Offer Hands-On Learning Opportunities

In addition to video training, you should provide hands-on learning opportunities. There’s arguably no better way to learn something than by doing it yourself. If you can remember, think back to when you learned how to tie your shoes. A parent or older sibling most likely talked you through the steps while demonstrating how to do them. But you probably didn’t fully grasp the concept of shoe-tying until you tried it yourself.

Hands-on training is one of the most effective teaching methods. Teachers know this, which is why the best educators often rely heavily on experiential learning techniques. Everyone can relate to hands-on training, no matter what language they speak or what age they are. As a method of training, hands-on learning can also improve confidence in your volunteers. They’ll be more self-assured in their ability to do the job correctly when they’re able to practice beforehand.

Business simulations are popular for promoting hands-on training. They can be done in person or they can be entirely digital, based on your needs and preferences. Simulations, role-playing, and other interactive scenarios give volunteers opportunities to practice their skills.

Welcome Feedback to Improve Future Trainings

When you’re testing out a new training video or technique, it’s essential to get feedback. You can rely on the opinions of other high-level colleagues in your organization if you wish. However, you’re more likely to get pertinent insights from those who actually experience the training. Welcoming feedback from volunteers is a wise move that can help you revise and perfect your training methods going forward.

There are several ways to solicit feedback regarding your training methods. If you ask a vague question such as, “What did you think of this training session?” prepare to receive a vague answer like, “It was alright.” To encourage more specific responses, ask specific questions. Examples include, “Was there any part of the training that didn’t seem clear to you?” or “What important questions did we fail to answer?”
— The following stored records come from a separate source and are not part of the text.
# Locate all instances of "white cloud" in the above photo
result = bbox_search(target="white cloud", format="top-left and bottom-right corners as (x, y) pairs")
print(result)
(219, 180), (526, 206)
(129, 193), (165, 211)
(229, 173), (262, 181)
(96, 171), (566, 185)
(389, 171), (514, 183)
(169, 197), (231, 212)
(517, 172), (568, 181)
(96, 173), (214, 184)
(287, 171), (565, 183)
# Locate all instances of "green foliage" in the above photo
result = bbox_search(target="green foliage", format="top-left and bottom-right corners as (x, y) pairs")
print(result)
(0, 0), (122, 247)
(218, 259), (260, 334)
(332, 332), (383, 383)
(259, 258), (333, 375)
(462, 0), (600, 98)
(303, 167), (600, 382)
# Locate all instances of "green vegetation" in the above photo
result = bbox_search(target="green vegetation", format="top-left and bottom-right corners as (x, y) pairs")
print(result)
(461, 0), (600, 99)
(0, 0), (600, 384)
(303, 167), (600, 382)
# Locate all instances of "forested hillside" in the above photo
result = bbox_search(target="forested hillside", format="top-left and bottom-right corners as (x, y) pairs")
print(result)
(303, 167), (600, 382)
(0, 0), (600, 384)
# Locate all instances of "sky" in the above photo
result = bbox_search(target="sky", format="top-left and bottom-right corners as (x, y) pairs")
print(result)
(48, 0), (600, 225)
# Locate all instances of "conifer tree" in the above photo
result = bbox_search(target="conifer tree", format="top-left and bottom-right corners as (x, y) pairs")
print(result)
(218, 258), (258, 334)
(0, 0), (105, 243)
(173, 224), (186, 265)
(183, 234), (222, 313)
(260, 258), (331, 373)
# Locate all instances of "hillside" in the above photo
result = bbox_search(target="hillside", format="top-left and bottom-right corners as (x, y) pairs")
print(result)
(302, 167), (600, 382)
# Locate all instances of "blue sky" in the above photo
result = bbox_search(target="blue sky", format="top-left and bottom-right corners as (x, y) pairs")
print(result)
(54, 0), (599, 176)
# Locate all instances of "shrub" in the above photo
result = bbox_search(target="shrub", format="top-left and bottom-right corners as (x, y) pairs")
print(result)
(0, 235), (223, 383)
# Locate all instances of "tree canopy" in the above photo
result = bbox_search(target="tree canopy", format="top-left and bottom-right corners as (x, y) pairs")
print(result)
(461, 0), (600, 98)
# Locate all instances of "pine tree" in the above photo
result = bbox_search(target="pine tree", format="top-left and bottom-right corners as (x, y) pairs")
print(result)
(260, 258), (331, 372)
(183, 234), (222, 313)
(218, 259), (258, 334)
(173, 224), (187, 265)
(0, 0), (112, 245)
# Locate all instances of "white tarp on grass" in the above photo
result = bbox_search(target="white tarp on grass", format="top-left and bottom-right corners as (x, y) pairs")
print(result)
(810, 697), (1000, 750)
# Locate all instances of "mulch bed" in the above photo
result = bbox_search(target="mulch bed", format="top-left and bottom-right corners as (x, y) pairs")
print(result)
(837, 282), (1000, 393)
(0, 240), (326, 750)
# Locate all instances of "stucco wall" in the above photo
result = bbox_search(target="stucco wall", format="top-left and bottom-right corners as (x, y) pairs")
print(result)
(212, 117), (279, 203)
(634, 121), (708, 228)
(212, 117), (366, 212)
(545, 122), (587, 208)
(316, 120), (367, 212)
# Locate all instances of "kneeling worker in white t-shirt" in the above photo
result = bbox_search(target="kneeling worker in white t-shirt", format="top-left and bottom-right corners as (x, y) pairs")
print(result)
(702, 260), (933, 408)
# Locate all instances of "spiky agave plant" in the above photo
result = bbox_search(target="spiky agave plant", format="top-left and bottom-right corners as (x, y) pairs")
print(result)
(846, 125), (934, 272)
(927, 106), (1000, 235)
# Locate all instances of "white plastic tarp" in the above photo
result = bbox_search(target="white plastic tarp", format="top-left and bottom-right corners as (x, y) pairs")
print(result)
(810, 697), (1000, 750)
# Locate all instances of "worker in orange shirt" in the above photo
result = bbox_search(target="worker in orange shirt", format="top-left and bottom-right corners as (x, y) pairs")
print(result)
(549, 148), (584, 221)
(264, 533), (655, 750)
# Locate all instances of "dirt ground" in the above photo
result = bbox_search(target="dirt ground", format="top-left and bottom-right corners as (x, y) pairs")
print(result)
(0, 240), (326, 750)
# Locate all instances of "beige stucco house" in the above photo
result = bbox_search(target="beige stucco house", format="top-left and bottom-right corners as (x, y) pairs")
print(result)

Once you receive feedback, use it to update and improve your training materials. Your volunteers will appreciate your efforts to make sure they have sufficient information to fulfill their roles confidently and capably. You’ll also benefit from having well-trained volunteers who can help your organization succeed.  

Volunteer training doesn’t need to be as in-depth as full-time employee training. However, you still need to give your unpaid workers the tools they need to succeed. That means creating a thoughtful, comprehensive training program that will give them the knowledge and confidence they need to excel. Confident, well-trained volunteers reflect positively on your organization and can help you make a bigger impact.